Hard to believe there was a time in my life when I didn’t like, or least care much about, Black Pepper (Piper nigrum) – especially given my impassioned love for it lately. Of course, given I grew up in the South where Salt and Sugar are less seasonings and more like food groups, it may be understandable.
Lately, I’ve been finding myself drawn to Black Pepper not just as seasoning but also in the herbalism sense and it has been finding its way into my tea blends adding a certain magic to them. It has fast become my first herbal love of 2013, which is unusual given it is not one of the most talked about plants by herbalists.
You know Black Pepper close up looks kind of like an alien world? Or perhaps like a valuable piece of ore? Well, considering that Black Pepper (which is the dried fruit of a vine) was so valuable that it was used as money in some places – that’s hardly surprising!
I have to admit that I started getting more into Black Pepper as part of my shifting my tastes away from too much salt. One great way to move away from one thing when you cook and eat is to stimulate the other primary flavors. For example, if you wanted to use less salt, then cook with more sweeteners or more pungent seasonings such as curry and/or Black Pepper. But then I began to appreciate how helpful Black Pepper is as an herbal ally.
Black Pepper, like the majority of classic kitchen herbs, found its way into our cuisines because of its anti-microbial properties. It has been found that Black Pepper kills about 38% of the bacteria that causes food to spoil (“Antimicrobial Functions Of Spices: Why Some Like It Hot” J. Billing and P. Sherman, Quarterly Review of Biology, March 1998, Volume 73, No. 1. ) But in particular, it is a synergist spice that when combined with other common kitchen herbs would effectively kill almost all said bacteria. All of which goes a long way toward explaining why it is such a common staple of so many spice blends and part of the reason it is paired especially with meat (more on this, and that, in a moment.)
Some of its commonly used herbal/medicine/health properties include:
- Antiseptic, anti-parasitic and antimicrobial
- Helps coughs (Take about a teaspoon of ghee or honey and mix in about a quarter teaspoon of freshly ground black pepper. Use about a couple of times a day for a few days.)
- Digestive aid (especially with fatty foods and protein – it works by simulating pancreatic enzymes that help you digest fats and proteins, thus its frequent pairing with meat!) used to help with indigestion, diarrhea, flatulence and nausea
- Diuretic (with minor kidney problems it can be an aid, but avoid with major kidney disorders – like most diuretics!)

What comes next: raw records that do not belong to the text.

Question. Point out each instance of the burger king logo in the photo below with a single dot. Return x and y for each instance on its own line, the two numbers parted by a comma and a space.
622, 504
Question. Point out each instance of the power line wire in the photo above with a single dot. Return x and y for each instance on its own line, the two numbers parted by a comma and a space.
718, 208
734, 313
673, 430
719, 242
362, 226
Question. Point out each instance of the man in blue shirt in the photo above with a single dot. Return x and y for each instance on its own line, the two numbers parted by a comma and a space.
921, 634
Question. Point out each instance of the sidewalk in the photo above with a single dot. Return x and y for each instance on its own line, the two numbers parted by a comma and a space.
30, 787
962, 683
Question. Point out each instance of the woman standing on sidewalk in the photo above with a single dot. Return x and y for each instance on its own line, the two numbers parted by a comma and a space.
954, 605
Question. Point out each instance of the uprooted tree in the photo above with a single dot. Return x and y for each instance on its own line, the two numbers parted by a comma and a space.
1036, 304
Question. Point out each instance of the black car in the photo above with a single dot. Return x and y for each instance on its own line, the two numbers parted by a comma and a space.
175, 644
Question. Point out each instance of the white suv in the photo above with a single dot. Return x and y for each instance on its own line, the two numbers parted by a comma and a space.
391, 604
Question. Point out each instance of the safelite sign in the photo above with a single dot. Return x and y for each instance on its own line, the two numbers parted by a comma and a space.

- Expectorant (just add it to tea to help with hoarseness and chest congestion)
- Improves blood circulation
- It’s a warming herb and as such is considered a stimulant as well as mildly analgesic and mildly antidepressant (I think most any warming herb is as well.)
That’s kind of nifty collection of uses but that’s just internally. Externally the essential oil (never use neat but instead blend in a carrier oil) has been traditionally used for its warming, anti-inflammatory and analgesic properties to aid with arthritis, rheumatism, sore muscles and joints (makes a nifty muscle rub!), itchy skin and for toothaches and dental problems.
One of my favorite emergency uses for Black Pepper is for wounds. In addition to the analgesic and antiseptic qualities, Black Pepper stops bleeding and stimulates cell healing. In a pinch, you can put fresh ground pepper on a cut or wound. It stings for a few seconds, but it works well.
Another nifty gift of Black Pepper, both for herbalism and cooking, is how it helps to bind ingredients and aids in their absorption by the body. Studies have shown that it increases the body’s absorption of nutrients such as beta-carotene, selenium and B vitamins. It has also been studied for its ability to increase the helpful health properties of Turmeric. In Ayurveda it is used to bind herbal formulas and increase their absorption by the body. This special aspect of Black Pepper is one that I’ve grown to really appreciate as I make tea blends since I find it is not just warming, but powerful in how it enhances the effects of the blends in small amounts
So go and discover the pepper love, but don’t go wild with it – just a little bit goes a long way. Grind a little into your food after cooking or thrown in a few peppercorns in your tea blends and that’s all you need for the magic to happen. And magic it is!
Wouldn’t you like to be a pepper too?